Durch das „Gesetz zur Stärkung des fairen Wettbewerbs“ sollen kostenpflichtige Abmahnungen von Internethändlern reduziert werden. Absicht des Gesetzgebers war es, dass Abmahnungen nur im Interesse eines rechtstreuen Wettbewerbs erfolgen sollen und nicht zur Generierung von Gebühren und Vertragsstrafen.

Das Gesetz zur Stärkung des fairen Wettbewerbs ist im Rahmen des Gesetzgebungsverfahrens von vielen Seiten kritisiert worden. In vielen Punkten ist das Gesetz unklar und in sich nicht schlüssig.

Was bringt das Anti-Abmahngesetz wirklich?

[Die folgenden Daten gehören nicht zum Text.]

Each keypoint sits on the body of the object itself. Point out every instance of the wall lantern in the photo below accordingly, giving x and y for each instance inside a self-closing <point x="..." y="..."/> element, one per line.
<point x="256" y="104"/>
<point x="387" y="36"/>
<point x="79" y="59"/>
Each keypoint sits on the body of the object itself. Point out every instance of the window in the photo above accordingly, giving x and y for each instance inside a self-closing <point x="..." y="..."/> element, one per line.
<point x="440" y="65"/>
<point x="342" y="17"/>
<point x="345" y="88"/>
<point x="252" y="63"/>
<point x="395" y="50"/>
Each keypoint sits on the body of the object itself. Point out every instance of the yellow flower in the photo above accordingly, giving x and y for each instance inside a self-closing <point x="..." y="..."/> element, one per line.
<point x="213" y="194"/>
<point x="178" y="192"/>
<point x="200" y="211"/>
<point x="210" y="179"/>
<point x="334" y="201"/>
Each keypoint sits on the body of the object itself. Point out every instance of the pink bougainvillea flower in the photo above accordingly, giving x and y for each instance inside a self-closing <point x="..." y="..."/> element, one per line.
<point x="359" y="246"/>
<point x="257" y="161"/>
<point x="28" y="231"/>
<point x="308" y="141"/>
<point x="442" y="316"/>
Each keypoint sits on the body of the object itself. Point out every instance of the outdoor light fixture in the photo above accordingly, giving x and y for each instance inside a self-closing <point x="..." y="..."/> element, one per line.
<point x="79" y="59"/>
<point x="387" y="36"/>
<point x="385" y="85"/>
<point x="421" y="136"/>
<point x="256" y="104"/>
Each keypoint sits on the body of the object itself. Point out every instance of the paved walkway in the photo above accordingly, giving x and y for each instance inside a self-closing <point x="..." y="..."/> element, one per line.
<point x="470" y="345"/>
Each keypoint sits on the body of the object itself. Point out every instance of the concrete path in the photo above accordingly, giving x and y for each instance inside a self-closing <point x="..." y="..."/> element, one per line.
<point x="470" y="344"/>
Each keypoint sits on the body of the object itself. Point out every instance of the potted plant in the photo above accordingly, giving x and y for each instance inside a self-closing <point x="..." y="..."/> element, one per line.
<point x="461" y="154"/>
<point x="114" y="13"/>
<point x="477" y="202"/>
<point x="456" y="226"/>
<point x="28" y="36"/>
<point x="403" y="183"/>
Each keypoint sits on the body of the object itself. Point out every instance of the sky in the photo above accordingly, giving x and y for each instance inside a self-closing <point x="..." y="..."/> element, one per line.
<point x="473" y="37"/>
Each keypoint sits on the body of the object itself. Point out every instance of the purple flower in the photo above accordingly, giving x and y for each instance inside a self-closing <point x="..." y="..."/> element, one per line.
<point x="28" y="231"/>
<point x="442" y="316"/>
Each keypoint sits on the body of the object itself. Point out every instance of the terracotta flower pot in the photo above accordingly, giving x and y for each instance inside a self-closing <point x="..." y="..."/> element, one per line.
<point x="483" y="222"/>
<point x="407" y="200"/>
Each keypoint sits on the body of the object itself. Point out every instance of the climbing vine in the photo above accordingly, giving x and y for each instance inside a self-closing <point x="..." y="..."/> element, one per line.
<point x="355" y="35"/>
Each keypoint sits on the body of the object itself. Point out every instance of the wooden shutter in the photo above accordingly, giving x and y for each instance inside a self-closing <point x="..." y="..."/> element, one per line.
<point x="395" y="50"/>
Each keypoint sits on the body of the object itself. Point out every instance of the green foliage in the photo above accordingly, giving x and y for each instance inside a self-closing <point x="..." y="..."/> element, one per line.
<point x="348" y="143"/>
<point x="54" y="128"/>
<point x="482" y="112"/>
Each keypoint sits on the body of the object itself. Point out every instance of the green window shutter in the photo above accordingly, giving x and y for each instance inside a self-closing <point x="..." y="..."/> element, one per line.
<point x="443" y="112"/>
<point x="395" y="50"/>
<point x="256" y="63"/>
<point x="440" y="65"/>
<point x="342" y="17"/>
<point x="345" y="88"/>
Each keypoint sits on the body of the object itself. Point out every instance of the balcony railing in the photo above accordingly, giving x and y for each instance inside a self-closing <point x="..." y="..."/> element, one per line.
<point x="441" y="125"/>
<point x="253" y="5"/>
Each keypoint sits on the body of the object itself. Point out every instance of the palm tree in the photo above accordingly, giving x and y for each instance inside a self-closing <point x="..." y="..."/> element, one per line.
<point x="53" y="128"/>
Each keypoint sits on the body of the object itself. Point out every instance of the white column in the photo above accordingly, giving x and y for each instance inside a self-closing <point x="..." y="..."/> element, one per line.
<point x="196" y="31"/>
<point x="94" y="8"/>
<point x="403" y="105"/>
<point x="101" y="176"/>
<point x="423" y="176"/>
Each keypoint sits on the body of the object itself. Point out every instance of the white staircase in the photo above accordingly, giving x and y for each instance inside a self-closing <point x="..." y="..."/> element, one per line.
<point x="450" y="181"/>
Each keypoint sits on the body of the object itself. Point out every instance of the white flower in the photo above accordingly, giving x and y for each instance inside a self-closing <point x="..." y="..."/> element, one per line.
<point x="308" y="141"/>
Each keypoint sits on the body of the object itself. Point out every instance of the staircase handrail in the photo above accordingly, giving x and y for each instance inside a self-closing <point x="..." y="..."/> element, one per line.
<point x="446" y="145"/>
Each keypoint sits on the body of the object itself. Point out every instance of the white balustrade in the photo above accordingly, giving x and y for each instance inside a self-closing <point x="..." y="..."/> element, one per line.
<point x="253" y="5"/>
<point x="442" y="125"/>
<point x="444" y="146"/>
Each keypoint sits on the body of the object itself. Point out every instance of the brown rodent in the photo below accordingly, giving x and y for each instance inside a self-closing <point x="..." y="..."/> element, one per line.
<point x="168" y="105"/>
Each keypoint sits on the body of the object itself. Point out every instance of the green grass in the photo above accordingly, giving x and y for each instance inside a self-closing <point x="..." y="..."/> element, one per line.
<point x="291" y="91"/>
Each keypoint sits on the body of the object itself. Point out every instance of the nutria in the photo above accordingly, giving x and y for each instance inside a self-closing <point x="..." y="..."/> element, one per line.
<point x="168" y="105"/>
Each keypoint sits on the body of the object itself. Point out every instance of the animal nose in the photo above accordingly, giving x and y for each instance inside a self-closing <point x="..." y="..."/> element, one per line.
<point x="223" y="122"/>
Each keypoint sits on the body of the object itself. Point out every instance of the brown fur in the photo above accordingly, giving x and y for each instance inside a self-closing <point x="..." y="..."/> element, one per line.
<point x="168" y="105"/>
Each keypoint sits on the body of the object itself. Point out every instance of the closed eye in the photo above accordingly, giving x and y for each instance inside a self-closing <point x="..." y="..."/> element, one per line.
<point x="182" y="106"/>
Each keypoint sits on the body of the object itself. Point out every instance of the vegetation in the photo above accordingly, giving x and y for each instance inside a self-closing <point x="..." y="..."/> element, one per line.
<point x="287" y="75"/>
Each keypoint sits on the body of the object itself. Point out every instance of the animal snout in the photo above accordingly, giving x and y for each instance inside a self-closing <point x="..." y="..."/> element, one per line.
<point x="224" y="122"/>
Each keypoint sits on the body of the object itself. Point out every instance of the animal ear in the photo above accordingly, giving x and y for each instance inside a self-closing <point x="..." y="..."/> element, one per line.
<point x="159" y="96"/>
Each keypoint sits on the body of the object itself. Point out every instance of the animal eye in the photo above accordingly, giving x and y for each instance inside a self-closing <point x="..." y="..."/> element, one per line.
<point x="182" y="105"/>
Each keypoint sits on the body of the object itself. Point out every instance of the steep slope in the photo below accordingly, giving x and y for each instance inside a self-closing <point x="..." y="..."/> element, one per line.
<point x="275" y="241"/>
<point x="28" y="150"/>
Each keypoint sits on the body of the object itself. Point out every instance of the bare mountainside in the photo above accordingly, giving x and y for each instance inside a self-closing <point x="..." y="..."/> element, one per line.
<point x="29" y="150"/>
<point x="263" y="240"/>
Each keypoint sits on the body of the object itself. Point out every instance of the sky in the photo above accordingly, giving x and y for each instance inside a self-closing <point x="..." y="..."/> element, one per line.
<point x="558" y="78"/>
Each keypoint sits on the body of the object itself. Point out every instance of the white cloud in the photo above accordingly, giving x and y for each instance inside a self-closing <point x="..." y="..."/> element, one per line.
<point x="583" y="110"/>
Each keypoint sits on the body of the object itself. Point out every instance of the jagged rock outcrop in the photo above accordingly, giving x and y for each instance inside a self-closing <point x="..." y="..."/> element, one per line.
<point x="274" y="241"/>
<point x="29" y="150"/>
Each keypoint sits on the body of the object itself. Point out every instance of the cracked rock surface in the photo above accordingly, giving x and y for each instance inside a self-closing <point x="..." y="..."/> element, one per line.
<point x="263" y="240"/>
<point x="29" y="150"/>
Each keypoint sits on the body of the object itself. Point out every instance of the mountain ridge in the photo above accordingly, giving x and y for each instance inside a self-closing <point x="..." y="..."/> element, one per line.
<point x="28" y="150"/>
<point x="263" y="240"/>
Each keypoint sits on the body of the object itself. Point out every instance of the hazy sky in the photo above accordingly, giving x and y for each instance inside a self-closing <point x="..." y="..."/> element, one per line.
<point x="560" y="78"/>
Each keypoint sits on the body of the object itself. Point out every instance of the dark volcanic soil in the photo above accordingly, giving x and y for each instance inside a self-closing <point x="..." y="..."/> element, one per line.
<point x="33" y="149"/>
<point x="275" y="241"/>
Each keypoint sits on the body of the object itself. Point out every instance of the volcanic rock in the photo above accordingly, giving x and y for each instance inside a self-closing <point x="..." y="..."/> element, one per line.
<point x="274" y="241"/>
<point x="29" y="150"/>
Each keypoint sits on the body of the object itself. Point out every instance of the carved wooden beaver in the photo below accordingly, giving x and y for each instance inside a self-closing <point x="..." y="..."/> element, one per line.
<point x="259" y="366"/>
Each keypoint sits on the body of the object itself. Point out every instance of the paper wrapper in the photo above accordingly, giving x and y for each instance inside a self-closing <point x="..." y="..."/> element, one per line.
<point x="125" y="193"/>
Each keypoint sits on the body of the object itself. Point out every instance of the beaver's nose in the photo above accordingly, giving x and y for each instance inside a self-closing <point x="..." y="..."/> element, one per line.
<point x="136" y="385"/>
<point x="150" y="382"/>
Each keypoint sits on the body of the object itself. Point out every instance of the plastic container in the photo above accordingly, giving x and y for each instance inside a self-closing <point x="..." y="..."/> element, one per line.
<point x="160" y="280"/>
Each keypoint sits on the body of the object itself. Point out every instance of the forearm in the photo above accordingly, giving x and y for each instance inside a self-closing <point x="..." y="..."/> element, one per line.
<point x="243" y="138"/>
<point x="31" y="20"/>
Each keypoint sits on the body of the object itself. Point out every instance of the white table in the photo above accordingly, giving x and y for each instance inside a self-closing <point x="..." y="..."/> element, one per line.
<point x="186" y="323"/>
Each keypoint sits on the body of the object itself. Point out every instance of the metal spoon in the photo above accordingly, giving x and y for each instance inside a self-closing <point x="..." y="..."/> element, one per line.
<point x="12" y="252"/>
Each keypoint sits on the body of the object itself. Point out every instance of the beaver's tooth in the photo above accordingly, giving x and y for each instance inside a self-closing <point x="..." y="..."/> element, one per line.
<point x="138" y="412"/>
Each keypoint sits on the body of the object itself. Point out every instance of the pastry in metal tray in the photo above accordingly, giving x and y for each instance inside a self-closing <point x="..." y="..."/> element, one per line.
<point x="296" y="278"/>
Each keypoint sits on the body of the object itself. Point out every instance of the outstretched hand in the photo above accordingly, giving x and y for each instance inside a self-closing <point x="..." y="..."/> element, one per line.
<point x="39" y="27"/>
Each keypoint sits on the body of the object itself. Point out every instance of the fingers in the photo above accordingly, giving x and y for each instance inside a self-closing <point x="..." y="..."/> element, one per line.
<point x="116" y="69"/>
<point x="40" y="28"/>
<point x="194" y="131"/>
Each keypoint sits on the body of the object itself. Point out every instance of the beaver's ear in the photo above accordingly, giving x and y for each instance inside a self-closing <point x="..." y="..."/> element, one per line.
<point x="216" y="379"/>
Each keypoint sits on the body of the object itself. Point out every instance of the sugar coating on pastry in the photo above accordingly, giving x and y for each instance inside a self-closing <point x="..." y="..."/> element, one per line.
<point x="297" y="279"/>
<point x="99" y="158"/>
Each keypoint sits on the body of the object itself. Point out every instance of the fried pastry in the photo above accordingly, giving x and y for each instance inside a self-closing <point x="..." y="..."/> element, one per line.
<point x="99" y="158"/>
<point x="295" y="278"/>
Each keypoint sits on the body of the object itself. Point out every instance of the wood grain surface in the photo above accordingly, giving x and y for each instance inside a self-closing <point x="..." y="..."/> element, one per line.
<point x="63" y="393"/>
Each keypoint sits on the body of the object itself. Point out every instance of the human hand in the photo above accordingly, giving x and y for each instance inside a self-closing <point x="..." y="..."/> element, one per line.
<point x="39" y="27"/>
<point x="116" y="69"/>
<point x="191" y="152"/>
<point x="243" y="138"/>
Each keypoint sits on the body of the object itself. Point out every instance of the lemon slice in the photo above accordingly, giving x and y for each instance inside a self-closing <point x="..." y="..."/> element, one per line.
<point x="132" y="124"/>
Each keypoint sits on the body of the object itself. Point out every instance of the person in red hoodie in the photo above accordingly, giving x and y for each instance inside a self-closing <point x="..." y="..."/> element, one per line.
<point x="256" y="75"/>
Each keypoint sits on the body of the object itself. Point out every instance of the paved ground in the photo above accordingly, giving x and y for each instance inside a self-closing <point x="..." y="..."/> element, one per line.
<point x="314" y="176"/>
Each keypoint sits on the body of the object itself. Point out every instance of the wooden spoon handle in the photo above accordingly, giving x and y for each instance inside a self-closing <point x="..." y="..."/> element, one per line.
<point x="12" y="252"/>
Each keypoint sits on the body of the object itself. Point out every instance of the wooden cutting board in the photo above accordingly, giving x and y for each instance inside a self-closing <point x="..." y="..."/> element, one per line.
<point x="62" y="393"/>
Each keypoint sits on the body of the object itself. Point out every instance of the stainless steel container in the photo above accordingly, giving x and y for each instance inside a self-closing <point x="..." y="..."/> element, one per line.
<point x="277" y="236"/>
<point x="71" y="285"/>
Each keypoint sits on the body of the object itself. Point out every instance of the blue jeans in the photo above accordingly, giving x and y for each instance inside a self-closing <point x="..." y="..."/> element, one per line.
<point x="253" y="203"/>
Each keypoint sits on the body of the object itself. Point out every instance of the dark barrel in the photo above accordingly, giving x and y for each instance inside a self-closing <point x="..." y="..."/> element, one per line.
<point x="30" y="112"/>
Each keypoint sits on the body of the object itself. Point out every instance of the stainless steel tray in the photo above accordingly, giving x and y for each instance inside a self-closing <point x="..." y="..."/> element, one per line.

Wir von Internetrecht-Rostock.de beraten seit fast 20 Jahren Internethändler, die abgemahnt wurden. Wir haben in fünfstelliger Anzahl abgemahnte Internethändler beraten bzw. vertreten. Aufgrund unserer Erfahrung aus den entsprechenden Verfahren haben wir bei einigen Aspekten des Gesetzes zur Stärkung des fairen Wettbewerbs Zweifel, ob der Gesetzgeber sein Ziel erreichen wird. Bereits der Versuch des Gesetzgebers, die hohen Kosten bei urheberrechtlichen Abmahnungen, z. B. bei Tauschbörsen, gesetzlich zu deckeln, schlug in der Praxis im Ergebnis fehl, da die Abmahner Mittel und Wege fanden, die gesetzlichen Vorgaben auszuhebeln. Bei wettbewerbsrechtlichen Abmahnungen wird es wahrscheinlich nicht anders sein. Natürlich sind Internethändler durch das neue Gesetz besser geschützt. Eine Übersicht finden Sie in unseren „FAQ zum neuen Anti-Abmahngesetz: Was sich ändert und warum Händler besser geschützt sind“.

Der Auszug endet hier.